At 81, Ellison became the world’s richest man in September 2025. Oracle’s AI partnerships with OpenAI and other companies drove its net worth past $390 billion. The timing suggests marriage five happened during his wealth peak. Zhu married the richest version of Ellison that ever existed.
Their age difference means she’ll likely outlive him by decades. The inheritance implications affect not just the family but Oracle’s future control structure. Ellison owns about 40% of Oracle through various entities. Those shares will need new ownership structures eventually.
Five marriages. Four divorces. Billions in net worth.

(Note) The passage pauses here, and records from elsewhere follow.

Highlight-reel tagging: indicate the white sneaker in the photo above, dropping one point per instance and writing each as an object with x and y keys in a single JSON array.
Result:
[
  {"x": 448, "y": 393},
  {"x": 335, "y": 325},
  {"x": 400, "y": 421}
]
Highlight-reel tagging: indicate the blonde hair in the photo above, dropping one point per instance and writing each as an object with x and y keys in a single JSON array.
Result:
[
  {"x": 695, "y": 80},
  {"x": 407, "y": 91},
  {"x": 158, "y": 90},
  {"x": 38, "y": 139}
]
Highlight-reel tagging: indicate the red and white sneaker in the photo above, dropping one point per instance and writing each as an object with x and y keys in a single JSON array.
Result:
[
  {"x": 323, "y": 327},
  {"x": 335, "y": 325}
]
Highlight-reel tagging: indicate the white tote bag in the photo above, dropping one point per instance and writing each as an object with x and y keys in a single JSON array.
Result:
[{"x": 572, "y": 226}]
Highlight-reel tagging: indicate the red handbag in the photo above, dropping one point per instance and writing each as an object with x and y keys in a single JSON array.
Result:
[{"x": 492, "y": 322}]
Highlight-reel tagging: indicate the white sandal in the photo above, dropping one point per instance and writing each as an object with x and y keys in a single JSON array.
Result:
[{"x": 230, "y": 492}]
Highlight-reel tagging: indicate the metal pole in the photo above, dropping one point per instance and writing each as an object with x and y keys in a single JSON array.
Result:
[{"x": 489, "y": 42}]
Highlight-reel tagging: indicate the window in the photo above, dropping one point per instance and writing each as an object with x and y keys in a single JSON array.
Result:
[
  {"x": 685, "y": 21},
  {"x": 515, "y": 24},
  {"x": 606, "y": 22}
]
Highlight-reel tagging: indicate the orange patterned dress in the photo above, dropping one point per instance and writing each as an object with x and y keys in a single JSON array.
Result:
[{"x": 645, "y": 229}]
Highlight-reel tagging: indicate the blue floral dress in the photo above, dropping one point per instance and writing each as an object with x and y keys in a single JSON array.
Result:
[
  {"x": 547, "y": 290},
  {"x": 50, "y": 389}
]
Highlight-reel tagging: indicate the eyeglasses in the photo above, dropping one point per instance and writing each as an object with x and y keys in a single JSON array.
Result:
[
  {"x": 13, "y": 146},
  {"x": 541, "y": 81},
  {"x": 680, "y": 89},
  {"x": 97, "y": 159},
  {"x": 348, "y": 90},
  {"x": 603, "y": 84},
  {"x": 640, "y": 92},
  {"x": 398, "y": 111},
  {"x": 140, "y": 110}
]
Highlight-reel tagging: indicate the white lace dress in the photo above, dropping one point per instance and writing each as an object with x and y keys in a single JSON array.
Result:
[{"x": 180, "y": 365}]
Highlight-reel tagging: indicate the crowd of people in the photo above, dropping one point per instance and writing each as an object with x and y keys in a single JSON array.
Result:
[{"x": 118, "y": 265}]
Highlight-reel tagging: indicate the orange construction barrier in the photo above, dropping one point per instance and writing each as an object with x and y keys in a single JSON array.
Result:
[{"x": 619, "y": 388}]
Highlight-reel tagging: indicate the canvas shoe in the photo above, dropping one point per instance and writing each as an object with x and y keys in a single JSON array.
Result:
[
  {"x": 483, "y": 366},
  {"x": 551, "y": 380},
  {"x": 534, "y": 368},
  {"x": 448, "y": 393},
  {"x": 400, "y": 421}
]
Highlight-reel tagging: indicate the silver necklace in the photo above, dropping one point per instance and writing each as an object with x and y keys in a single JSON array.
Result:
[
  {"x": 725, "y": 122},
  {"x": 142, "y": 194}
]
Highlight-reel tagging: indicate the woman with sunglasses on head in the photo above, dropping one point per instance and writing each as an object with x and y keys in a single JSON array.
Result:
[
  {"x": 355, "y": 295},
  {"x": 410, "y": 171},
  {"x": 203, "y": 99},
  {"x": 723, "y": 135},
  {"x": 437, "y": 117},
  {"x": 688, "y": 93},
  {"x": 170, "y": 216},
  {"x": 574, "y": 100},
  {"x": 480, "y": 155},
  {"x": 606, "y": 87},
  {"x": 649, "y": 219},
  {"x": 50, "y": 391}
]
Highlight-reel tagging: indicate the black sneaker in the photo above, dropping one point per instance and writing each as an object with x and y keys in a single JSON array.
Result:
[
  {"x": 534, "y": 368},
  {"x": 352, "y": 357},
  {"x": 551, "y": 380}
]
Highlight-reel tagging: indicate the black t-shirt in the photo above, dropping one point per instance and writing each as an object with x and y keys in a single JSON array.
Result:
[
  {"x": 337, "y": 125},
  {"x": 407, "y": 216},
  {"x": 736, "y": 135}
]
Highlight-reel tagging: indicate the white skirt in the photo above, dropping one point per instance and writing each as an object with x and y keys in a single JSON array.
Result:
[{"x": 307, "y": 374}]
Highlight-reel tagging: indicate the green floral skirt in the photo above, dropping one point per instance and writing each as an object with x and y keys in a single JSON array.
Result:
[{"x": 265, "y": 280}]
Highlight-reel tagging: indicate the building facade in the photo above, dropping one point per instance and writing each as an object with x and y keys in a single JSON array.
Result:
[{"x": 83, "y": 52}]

The pattern reveals something about money and love.
Partners must navigate the balance between genuine affection and financial attraction. Every interaction carries huge monetary implications.
Ellison’s choices show someone still seeking connection despite repeated failures. The optimism required for entrepreneurship extends to personal life. Most people would stop trying after four divorces. Billionaire founders keep building new ventures. The same psychology applies to marriage.
His current approach prioritizes privacy over publicity. Smart evolution after decades of learning what doesn’t work. Success in business doesn’t guarantee success in relationships. But it does create more opportunities to try again. At 81, he’s still writing new chapters.